Automakers have enthusiastically embraced the concept of cars-as-consumer electronics — or at least ways of transporting our music and conversations without hassle. The other concept they're on board with? Electrification. The former is an area where Bust Buy is already in a great position and the latter, through home-charging installation, is an area of potential growth.
It's an interesting market position for Best Buy to stake out. Dealerships have always been the main contact point for dealing with car technology, but the mix of negative associations with most service departments and the frightening thought of asking a dude in an oil-stained jumpsuit to handle your Blackberry leaves an opening for the right company. And Best Buys are everywhere.
For the moment, other than requiring you buy the phone from them before they help you, there's no direct charge associated with a Geek Squad tech helping you get your iPhone to connect to your Focus. The deal with Mitsubishi involves using EV vehicles as Geek Squad rides, is limited in reach, and has no real impact on customers.

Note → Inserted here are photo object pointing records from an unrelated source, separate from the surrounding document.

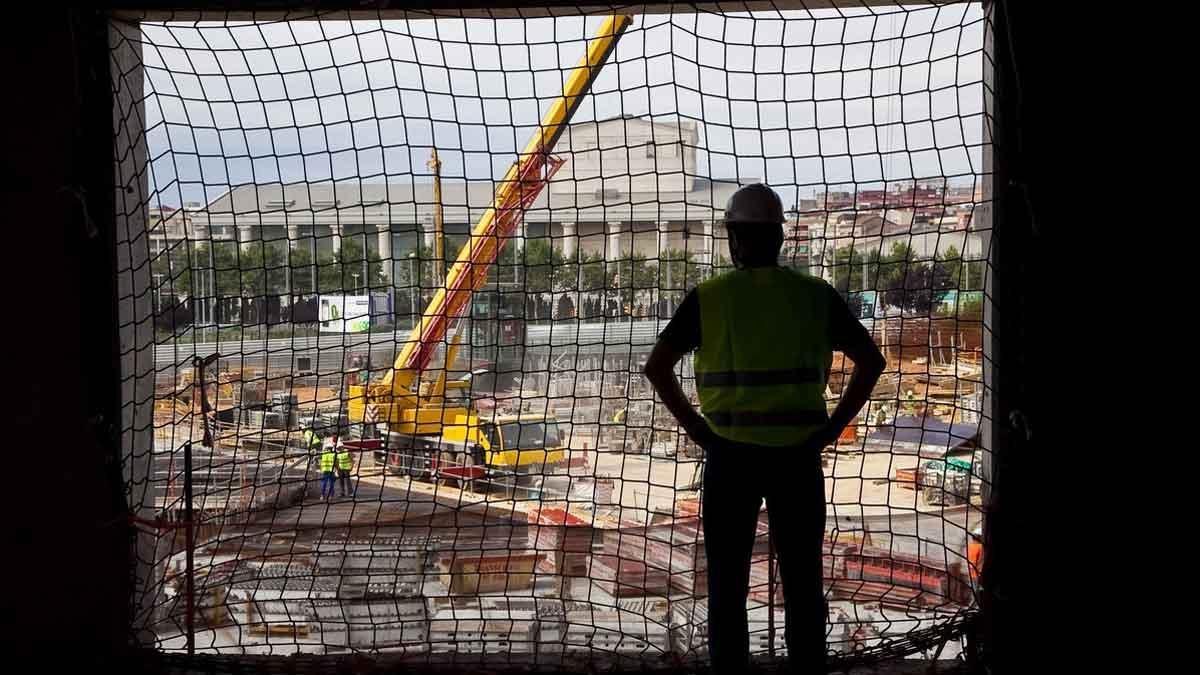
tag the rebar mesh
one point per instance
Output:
(295, 191)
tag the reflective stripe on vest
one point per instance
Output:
(759, 377)
(763, 356)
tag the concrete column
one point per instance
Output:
(385, 246)
(519, 237)
(612, 250)
(570, 240)
(245, 234)
(427, 234)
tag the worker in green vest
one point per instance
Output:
(328, 458)
(311, 440)
(345, 464)
(763, 338)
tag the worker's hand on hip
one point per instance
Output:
(821, 438)
(702, 434)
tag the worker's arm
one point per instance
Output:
(856, 344)
(660, 371)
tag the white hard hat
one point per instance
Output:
(755, 204)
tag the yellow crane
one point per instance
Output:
(430, 420)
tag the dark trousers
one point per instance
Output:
(737, 479)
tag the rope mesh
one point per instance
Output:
(285, 183)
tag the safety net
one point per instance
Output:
(388, 282)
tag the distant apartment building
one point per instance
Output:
(629, 186)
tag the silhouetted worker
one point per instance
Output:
(345, 464)
(765, 339)
(328, 460)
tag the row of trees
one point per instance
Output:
(904, 280)
(223, 269)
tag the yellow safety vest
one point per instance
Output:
(765, 356)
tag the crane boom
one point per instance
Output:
(516, 192)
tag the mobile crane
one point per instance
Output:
(432, 429)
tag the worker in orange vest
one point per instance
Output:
(975, 553)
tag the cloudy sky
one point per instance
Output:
(799, 99)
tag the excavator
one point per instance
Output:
(433, 431)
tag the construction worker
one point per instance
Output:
(311, 440)
(763, 338)
(345, 464)
(328, 457)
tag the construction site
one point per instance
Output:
(517, 489)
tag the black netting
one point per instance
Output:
(297, 192)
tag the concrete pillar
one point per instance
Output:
(709, 243)
(385, 246)
(519, 237)
(612, 250)
(245, 234)
(570, 240)
(427, 233)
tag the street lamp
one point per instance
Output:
(412, 279)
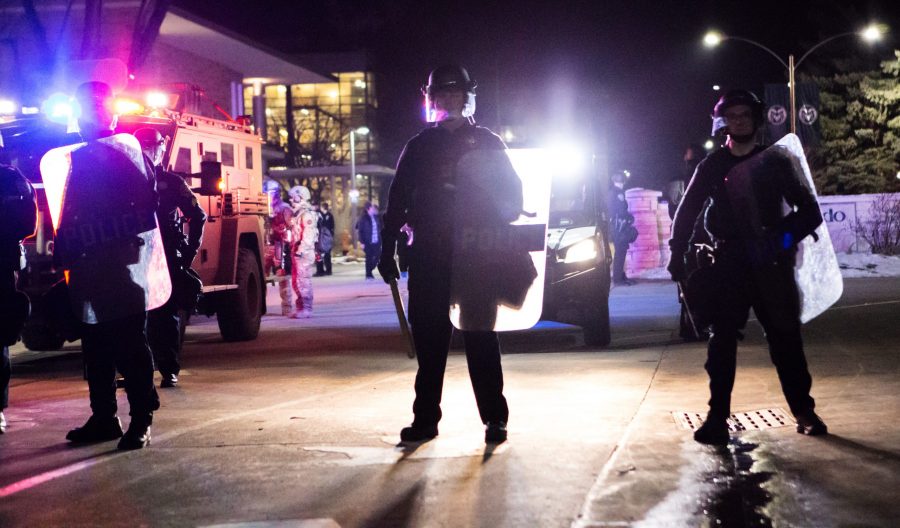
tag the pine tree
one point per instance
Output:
(860, 120)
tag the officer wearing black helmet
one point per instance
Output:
(421, 202)
(107, 241)
(164, 323)
(748, 271)
(18, 217)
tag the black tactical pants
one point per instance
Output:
(120, 344)
(7, 285)
(429, 301)
(621, 251)
(5, 374)
(772, 293)
(373, 252)
(164, 336)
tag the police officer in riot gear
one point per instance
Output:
(748, 271)
(421, 200)
(621, 226)
(164, 323)
(110, 193)
(18, 218)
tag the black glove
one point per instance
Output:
(187, 257)
(676, 267)
(387, 267)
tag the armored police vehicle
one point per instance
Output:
(577, 279)
(219, 158)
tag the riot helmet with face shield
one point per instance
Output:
(447, 80)
(734, 98)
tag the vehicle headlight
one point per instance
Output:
(581, 251)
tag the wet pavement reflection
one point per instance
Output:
(736, 497)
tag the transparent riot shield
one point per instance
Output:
(817, 271)
(111, 249)
(499, 249)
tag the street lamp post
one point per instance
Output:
(354, 194)
(871, 33)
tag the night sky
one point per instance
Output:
(635, 72)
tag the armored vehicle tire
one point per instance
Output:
(596, 325)
(240, 311)
(40, 337)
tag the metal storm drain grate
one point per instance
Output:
(742, 421)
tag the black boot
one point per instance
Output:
(96, 429)
(495, 433)
(809, 423)
(137, 436)
(168, 381)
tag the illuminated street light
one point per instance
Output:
(870, 33)
(157, 100)
(712, 39)
(873, 32)
(7, 107)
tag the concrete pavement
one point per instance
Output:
(315, 406)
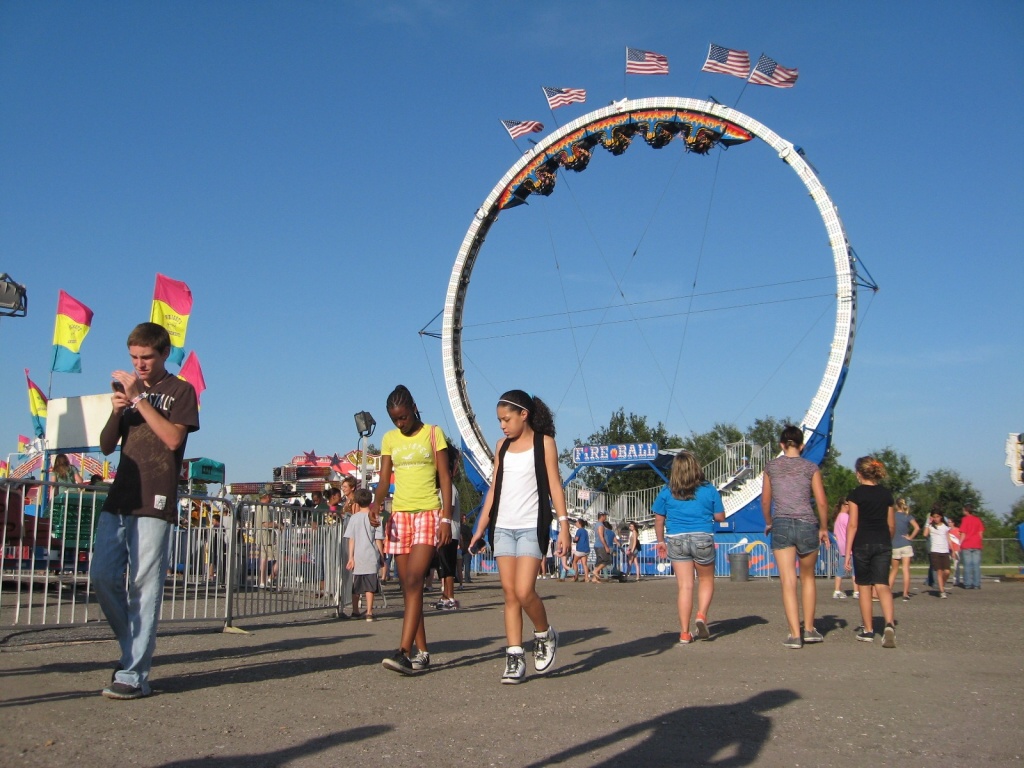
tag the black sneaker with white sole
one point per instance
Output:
(399, 663)
(889, 637)
(421, 660)
(515, 669)
(545, 647)
(124, 691)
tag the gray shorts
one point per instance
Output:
(516, 543)
(786, 532)
(696, 547)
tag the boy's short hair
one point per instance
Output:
(150, 335)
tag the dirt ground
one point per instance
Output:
(309, 690)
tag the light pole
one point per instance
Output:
(365, 425)
(13, 297)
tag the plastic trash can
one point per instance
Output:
(739, 566)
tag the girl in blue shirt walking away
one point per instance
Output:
(685, 513)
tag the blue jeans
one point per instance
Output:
(972, 567)
(140, 546)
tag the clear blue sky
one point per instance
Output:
(310, 169)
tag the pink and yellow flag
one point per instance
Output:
(37, 407)
(171, 307)
(73, 323)
(193, 373)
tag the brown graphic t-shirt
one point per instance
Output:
(146, 482)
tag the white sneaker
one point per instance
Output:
(515, 667)
(421, 660)
(545, 647)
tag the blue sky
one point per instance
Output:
(310, 169)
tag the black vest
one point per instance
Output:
(543, 493)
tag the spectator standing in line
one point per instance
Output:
(633, 551)
(872, 524)
(363, 553)
(581, 551)
(465, 535)
(418, 525)
(906, 530)
(348, 486)
(604, 546)
(333, 556)
(517, 513)
(972, 532)
(152, 414)
(265, 525)
(685, 512)
(791, 481)
(938, 539)
(839, 532)
(955, 561)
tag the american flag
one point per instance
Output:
(518, 128)
(562, 96)
(727, 61)
(645, 62)
(769, 72)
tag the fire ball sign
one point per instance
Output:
(627, 454)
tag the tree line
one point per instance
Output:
(943, 488)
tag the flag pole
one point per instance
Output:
(745, 83)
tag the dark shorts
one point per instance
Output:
(870, 563)
(939, 560)
(696, 547)
(363, 583)
(446, 560)
(786, 532)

According to Barry Judge, the Chief Marketing Officer for Best Buy, "Customers are taking us into this space. We want to help them connect with technology where they are using it, in this case cars. We are always talking to interesting companies about new things."
We don't envision a future where you go to a mechanic to replace your brakes and a Geek Squad tech to resync your iPhone, but we're not convinced this isn't what Best Buy is thinking.